Il giovane inglese David (Xavier Samuel), orfano, legato a più nodi ai suoi quattro scompigliatissimi amici affetti da sindrome da Peter Pan, si innamora di Mia (Laura Brent), una bella australiana conosciuta in vacanza. Giunto in Australia con i suoi quattro testimoni, David cerca in tutti i modi di conquistare la famiglia di lei: un padre senatore quantomai eccentrico, una madre frustrata e repressa (Olivia Newton-John) e una sorella bistrattata che invece dimostra in ogni sua frase di avere le idee molto più chiare del resto della sua famiglia.
A condire l’incontro di situazioni imbarazzanti ed eccessive ci penseranno un bizzarro e instabile spacciatore, una pecora in lingerie e i quattro testimoni che, involontariamente, si ritroveranno incastrati in situazioni sempre più sconvenienti.

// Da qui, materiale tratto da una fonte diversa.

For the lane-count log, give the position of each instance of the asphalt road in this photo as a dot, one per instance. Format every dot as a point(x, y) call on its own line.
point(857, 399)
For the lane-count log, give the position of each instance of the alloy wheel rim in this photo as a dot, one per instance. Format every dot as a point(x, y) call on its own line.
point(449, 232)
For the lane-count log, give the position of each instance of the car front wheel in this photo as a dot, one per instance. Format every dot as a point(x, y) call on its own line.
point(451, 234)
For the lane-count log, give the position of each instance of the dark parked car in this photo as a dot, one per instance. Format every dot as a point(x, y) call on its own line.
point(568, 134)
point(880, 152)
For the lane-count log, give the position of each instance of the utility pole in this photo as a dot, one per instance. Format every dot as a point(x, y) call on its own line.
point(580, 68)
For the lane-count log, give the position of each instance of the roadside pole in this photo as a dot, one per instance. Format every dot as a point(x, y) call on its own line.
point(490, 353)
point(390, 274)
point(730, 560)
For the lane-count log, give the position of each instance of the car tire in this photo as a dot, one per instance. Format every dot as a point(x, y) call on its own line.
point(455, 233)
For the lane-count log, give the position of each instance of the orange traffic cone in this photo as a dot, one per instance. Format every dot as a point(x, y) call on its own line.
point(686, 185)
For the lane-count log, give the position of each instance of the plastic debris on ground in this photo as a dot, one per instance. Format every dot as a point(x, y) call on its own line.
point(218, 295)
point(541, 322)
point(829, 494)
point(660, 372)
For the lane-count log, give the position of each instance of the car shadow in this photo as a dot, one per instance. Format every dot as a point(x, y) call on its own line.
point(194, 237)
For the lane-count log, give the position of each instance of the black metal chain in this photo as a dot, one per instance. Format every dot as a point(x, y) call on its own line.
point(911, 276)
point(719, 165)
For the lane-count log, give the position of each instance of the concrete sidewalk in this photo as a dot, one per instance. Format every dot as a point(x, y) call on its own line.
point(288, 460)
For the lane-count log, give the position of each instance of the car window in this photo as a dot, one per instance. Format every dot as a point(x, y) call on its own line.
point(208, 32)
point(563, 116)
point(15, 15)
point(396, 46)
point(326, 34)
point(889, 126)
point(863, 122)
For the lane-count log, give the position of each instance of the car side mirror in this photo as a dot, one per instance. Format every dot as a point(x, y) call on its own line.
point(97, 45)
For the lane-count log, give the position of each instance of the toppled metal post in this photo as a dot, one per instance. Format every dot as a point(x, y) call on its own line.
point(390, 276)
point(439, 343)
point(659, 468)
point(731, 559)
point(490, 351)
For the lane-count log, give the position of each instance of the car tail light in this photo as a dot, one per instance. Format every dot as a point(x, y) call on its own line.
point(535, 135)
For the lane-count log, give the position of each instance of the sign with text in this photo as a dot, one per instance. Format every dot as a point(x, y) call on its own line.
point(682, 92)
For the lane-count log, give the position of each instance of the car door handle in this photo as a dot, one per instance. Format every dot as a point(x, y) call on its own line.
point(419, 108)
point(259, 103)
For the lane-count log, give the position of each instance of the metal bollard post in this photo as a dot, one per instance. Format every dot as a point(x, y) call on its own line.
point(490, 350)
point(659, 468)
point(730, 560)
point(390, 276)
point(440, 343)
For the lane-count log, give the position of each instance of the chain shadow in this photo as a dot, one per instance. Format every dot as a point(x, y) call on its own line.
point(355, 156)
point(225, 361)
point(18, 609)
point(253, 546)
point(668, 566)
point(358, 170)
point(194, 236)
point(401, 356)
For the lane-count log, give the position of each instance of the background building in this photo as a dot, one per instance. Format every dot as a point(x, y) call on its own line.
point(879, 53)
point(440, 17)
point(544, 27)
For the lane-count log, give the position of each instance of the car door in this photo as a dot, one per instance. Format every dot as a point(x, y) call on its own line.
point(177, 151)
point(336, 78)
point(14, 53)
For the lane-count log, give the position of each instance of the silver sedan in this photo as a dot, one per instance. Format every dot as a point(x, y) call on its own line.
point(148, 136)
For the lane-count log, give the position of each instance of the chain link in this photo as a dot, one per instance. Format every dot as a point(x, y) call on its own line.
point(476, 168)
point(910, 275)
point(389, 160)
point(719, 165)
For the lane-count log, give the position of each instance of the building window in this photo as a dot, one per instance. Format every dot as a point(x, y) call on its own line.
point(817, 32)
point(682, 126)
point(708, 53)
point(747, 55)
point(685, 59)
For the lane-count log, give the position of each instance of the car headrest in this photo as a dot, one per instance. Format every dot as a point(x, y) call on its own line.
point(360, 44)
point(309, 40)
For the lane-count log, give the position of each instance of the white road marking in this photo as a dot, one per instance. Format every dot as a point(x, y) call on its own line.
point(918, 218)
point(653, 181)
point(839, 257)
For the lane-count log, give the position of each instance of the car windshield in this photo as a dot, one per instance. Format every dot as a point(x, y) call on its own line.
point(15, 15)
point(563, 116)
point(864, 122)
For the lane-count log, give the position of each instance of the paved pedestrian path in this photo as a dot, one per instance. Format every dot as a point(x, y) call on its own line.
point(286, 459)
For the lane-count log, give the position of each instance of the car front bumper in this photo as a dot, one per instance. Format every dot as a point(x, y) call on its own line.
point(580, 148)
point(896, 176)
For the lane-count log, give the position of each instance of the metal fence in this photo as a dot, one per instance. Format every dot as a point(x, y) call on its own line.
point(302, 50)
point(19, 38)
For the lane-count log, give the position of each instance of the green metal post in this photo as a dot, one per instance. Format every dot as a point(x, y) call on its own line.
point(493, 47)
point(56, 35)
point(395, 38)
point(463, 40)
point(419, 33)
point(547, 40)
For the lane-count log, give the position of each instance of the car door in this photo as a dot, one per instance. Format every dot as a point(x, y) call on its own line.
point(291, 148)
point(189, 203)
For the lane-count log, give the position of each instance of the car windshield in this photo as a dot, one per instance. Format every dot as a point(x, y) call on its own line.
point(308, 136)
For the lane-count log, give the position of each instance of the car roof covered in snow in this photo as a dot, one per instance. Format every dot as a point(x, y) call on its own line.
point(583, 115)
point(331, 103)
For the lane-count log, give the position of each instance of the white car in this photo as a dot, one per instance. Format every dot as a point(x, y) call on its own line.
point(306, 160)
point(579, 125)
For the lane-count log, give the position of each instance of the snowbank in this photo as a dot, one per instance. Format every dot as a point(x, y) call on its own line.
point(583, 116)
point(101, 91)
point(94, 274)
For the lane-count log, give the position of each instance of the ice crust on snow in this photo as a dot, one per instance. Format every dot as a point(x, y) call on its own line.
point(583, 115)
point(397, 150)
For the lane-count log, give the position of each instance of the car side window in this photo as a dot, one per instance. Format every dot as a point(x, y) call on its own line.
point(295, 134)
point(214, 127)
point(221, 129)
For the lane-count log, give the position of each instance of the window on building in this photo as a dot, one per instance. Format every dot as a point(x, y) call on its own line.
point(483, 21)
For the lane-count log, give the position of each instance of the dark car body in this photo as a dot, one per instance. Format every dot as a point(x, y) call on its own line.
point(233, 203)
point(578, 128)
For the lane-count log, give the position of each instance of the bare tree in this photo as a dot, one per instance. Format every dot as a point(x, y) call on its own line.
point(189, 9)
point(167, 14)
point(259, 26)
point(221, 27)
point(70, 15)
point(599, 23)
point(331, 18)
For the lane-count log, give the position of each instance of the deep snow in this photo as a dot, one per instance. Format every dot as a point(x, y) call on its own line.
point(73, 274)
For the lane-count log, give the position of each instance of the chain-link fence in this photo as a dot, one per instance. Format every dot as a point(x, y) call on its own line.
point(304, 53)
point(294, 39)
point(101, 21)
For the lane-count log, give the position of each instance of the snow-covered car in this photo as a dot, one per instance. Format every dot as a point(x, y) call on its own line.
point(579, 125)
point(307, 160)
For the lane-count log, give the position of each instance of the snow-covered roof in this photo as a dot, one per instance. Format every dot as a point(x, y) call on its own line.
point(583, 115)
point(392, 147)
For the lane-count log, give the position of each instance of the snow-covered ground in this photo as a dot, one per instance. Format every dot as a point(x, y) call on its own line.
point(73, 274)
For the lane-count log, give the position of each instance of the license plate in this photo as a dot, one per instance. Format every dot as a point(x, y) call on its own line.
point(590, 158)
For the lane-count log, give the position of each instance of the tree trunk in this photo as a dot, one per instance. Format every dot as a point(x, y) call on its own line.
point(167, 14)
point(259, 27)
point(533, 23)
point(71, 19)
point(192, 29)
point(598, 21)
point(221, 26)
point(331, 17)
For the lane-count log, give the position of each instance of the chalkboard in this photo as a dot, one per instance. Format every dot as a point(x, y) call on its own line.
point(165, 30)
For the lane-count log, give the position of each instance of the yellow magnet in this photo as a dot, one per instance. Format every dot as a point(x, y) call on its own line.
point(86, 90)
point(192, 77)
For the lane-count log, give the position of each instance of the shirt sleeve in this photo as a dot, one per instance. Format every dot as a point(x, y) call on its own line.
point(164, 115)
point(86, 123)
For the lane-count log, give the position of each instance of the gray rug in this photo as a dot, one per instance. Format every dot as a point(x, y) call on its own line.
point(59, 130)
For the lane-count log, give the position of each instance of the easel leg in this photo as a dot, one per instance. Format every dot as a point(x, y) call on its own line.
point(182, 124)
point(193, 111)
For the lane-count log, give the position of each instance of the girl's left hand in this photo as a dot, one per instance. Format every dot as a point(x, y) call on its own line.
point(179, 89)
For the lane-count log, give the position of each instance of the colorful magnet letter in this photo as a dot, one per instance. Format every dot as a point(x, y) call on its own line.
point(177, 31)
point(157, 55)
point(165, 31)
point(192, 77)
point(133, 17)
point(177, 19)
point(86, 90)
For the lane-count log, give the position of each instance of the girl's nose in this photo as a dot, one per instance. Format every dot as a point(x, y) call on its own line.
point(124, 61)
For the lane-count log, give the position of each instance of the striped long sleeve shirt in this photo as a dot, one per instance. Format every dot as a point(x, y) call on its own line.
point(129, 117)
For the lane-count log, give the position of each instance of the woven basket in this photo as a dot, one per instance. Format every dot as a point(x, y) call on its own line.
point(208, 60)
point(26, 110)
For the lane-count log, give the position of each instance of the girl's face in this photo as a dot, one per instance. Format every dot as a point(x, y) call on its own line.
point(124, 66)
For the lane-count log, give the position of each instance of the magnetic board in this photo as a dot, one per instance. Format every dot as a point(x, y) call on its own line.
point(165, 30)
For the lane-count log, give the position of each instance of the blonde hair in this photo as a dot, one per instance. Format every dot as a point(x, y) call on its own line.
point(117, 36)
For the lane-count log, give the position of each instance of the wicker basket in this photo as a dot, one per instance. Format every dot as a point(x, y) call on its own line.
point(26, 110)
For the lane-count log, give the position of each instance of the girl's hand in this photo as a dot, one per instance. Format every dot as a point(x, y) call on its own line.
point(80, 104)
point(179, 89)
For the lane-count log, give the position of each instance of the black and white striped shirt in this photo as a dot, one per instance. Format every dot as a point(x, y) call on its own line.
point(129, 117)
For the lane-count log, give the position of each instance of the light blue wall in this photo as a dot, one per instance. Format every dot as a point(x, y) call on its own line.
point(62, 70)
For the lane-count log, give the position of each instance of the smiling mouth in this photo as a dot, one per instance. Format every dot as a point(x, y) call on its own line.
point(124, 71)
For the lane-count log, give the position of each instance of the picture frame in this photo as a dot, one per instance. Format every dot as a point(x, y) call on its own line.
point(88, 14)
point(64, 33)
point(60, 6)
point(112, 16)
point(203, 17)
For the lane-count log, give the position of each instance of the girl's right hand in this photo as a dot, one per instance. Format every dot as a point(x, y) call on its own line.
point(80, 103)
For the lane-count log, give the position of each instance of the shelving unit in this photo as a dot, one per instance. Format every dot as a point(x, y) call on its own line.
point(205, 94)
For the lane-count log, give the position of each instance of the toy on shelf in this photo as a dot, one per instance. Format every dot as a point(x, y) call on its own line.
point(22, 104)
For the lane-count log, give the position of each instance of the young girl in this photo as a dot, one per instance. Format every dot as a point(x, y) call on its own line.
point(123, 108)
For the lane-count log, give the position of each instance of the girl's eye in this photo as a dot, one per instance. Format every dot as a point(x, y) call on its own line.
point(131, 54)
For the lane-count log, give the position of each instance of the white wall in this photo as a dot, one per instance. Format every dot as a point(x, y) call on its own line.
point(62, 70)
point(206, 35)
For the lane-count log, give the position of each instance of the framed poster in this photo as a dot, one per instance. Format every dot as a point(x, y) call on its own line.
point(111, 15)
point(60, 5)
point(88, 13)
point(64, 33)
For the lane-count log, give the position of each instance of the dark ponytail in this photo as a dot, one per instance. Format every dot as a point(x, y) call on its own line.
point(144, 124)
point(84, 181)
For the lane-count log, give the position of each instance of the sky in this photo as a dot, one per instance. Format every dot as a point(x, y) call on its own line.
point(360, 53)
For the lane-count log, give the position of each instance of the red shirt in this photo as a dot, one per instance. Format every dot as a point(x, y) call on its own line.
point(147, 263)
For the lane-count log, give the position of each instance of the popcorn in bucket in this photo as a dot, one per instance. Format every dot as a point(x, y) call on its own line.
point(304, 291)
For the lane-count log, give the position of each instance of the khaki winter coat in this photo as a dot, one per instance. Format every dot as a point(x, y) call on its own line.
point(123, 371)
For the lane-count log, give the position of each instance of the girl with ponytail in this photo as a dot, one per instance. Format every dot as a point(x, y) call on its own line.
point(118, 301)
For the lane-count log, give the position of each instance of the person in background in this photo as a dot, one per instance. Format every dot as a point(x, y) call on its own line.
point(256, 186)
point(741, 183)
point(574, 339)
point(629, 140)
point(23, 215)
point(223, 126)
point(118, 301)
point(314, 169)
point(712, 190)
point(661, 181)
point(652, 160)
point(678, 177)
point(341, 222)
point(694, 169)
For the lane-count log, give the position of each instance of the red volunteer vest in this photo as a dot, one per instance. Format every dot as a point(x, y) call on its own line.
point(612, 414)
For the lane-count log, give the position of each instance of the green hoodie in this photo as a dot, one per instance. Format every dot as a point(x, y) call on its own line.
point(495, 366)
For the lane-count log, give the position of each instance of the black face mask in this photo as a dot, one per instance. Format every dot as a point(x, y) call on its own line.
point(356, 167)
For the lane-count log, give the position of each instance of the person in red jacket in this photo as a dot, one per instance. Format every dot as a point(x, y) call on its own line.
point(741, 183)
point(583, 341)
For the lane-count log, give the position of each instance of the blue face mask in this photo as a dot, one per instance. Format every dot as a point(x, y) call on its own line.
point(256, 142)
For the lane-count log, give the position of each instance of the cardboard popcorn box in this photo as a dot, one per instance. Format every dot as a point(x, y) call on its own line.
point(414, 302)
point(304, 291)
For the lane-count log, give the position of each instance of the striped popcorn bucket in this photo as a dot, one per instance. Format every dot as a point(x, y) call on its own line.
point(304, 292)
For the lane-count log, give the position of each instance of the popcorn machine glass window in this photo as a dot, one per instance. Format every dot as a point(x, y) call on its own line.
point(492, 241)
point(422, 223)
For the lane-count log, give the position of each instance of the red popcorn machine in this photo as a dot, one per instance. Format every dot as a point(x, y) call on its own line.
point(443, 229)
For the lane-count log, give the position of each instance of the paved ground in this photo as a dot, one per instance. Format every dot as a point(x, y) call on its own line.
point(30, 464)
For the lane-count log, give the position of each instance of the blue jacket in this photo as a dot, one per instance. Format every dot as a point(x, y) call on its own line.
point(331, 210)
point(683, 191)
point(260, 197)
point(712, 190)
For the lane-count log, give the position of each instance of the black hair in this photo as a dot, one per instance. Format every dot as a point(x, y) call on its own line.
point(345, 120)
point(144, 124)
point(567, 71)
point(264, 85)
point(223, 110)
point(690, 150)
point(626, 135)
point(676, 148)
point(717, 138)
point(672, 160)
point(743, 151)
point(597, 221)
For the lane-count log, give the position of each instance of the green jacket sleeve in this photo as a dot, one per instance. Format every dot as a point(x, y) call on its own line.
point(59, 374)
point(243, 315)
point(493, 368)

I quattro amici sconclusionati e la preparazione di un matrimonio fanno subito pensare a Una Notte da Leoni, ma il paragone regala onori e glorie alla commedia americana della quale non si è riusciti a recuperare lo spirito goliardico. Anche se l’addio al celibato non viene nominato, è di fatto da quella notte (proprio come in Una Notte da Leoni) che si dà il via a una catena inarrestabile di avvenimenti sempre più disastrosi che scivola più volte nel pecoreccio più greve. E non solo per il ruolo chiave che assume, suo malgrado, la pecora Ramsey.

La cosa che stupisce è che il regista Stephen Elliot sia lo stesso del grande cult Priscilla, la Regina del Deserto e lo sceneggiatore sia Dean Craig, lo stesso autore di Funeral Party, commedia inglese riuscitissima dall’ironia esilarante che si sviluppa lungo un plot elegante e calibrato in ogni scena e in ogni dialogo. Mentre questo è un film “telefonato” in ogni inquadratura che si snoda lungo le strade della banalità e del luogo comune, senza tralasciare la prevedibile retorica a far impennare l’emotività.
Eleganza e misura non appartengono a questa pellicola noiosa e sgraziata, che scimmiotta le commedie demenziali americane con risultati alquanto rozzi e a tratti persino noiosi e che ha solo due meriti: i personaggi, ben rappresentati e curati in ogni mania e delirio, e una gran voglia di comprare un biglietto di sola andata verso l’Australia.